Mikaela Shiffrin has extended her record of World Cup wins to 90.
And she has done so in style.
The American two-time Olympic champion dominated a slalom Sunday, pleasing the home crowd by posting the fastest time in both runs on the Superstar course and beating her Slovakian rival Petra Vlhova by 0.33 seconds.
"It's amazing to do this, especially here, with the home crowd," said Shiffrin, who is from Colorado but can almost consider Killington a hometown race because she honed her skills nearby at the Burke Mountain Academy as a teenager.
"It's just such a good vibe and there's a little extra intensity because we want this to be good for you guys to watch. I hope it was a good show," she addressed the spectators in a course-side interview.
Shiffrin was put to the test by a frenetic second run from Vlhova, the Olympic champion who led the race by more than a second with only the American left in the start gate.
Shiffrin lost half of her first-run lead of 0.28 seconds at the first split, but she gradually gained time on Vlhova again.
After crossing the finish, Shiffrin briefly bent forward before getting up and showing the crowd a few fist pumps.
"It feels really good. It's amazing to race in front of this crowd no matter what. Being in a position to win is something different, that's really spectacular," she said.
Shiffrin collected her 90 wins from 254 starts on the World Cup since her 2011 debut on the circuit two days before her 16th birthday.
She won her first race at a slalom in Sweden in December 2012 and set the record for most World Cup wins across genders when passing Swedish great Ingemar Stenmark's mark of 86 in a race at the same resort in Sweden last March.
Sunday's result marked her 55th win in slalom; no other skier, male or female, has ever won more than 46 races in a single discipline.
Vlhova had won the first slalom of the season in Finland two weeks ago and held a clear lead over Shiffrin in the second race the next day, but then she straddled a gate and handed victory to the American.
On Sunday, however, Vlhova made Shiffrin work hard for the win.
"I'm satisfied with my second run," Vlhova said. "But first run, I didn't go well. I lost in the first run, but the second run was a good show. Mikaela, she was stronger than me."
Shiffrin has won six of the seven slaloms at the annual World Cup weekend on the East Coast, with her streak interrupted last year, when she led after the first run but finished fifth as Wendy Holdener and Anna Swenn Larsson shared the victory.
Before her second run Sunday, Shiffrin recalled what happened last year.

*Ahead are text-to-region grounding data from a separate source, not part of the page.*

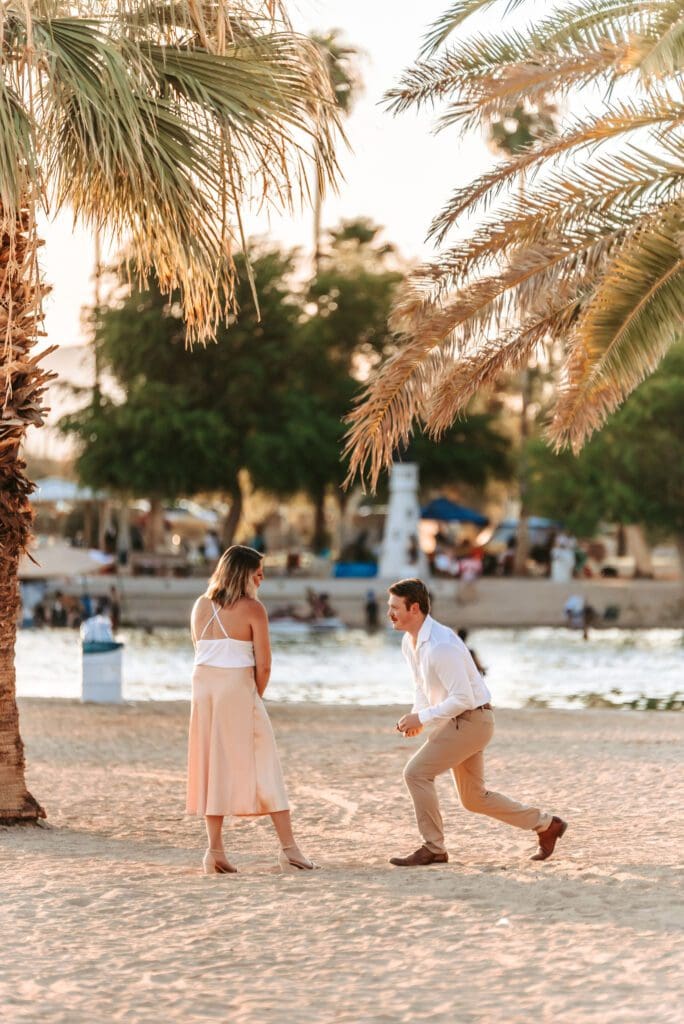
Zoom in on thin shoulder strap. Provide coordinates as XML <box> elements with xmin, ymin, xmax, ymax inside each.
<box><xmin>211</xmin><ymin>601</ymin><xmax>230</xmax><ymax>638</ymax></box>
<box><xmin>198</xmin><ymin>601</ymin><xmax>229</xmax><ymax>639</ymax></box>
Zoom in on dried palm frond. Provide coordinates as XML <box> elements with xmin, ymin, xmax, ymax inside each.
<box><xmin>429</xmin><ymin>93</ymin><xmax>684</xmax><ymax>243</ymax></box>
<box><xmin>346</xmin><ymin>0</ymin><xmax>684</xmax><ymax>488</ymax></box>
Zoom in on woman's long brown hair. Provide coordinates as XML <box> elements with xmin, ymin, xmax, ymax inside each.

"This kind of moments, you can call it a disappointment … those are the things that stick with me more than winning actually does. So, I always feel more doubt in myself than confidence, because of races like here last year. That's something that really fuels me," she said.
Holdener finished third this time, trailing Shiffrin by 1.37 seconds. Lena Duerr of Germany dropped from second to fourth.
Earlier, Shiffrin positioned herself for victory with an aggressive first run to lead Duerr by 0.19 seconds.
"I feel like I'm not playing with it as much as I want to, but it's really good, solid technique, it's really solid power," she said after the first run.
"There's somehow another percentage that I'm trying to push and trying to get back, but I think that was a really, really good first run."
Shiffrin's teammate Paula Moltzan finished eighth, over two seconds off the lead, and slalom world champion Laurence St-Germain of Canada placed 14th.
Lara Gut-Behrami, who won the GS on the same course Saturday, does not compete in the slalom discipline. Shiffrin ended that race in third.
The American extended her lead in the overall World Cup standings as she is aiming for a women's record-equaling sixth overall title this season.
The next women's World Cup races are two giant slaloms in Tremblant, Quebec, which is a new venue on the circuit.